A bicycle to New Ross, 1930s
Paddy Moore and the strawberries
Paddy Moore of Adamstown is generally credited as the first commercial berry grower in County Wexford. In the 1930s he wrapped strawberries in newspaper to keep them from bruising and cycled them to New Ross to sell. The Second World War cut off English imports, the Irish market opened up, and the growers around Adamstown, Enniscorthy and Wellingtonbridge scaled up to fill it. At its peak there were more than a thousand berry growers in the county. The roadside strawberry huts that mark the start of summer in the south-east are the long tail of that one bicycle.
First Saturday in July, since 1949
The agricultural show
The Adamstown Agricultural Show has been running since the late 1940s - the 2025 edition was the 76th.

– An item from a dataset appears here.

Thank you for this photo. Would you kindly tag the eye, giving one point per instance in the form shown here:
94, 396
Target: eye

It's a one-day country show on the first Saturday of July: cattle, horses, sheep, show jumping, horticulture, home produce, baking, arts and crafts, vintage tractors and trade stands. Not a festival in the tourism-board sense. A show in the older sense - the kind farming parishes ran themselves long before anyone thought to put them on a website.

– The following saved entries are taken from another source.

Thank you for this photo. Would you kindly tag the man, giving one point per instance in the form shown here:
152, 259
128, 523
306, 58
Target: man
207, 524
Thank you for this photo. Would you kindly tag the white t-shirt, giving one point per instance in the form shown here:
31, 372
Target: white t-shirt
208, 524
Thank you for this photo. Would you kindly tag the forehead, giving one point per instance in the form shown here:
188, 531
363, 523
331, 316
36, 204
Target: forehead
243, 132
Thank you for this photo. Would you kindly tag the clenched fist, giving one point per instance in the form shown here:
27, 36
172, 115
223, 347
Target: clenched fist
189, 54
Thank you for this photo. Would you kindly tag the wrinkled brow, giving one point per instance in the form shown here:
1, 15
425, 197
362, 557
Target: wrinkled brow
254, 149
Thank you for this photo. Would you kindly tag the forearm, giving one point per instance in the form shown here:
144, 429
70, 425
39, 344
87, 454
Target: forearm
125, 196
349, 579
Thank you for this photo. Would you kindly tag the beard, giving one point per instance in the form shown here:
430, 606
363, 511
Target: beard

Three villages, one club, 1969
St. Abban's and the parish
Hurling and football were played around Adamstown, Newbawn and Raheen long before the GAA was founded in 1884. In 1969 the three villages amalgamated their clubs into Naomh Abán Maigh Arnaí - St. Abban's Adamstown - named after the 7th-century saint who founded a monastery, Magheranoidhe, in the area around 600 AD. The same saint gives his name to the parish church. A castle was built here in 1418 by Adam Devereux, the family the village is named for, and rebuilt by Nicholas Devereux in 1556. The estate passed to the Earl of Albemarle and then the Downes family. Most of that is gone now. The church, the pitch and the parish name remain.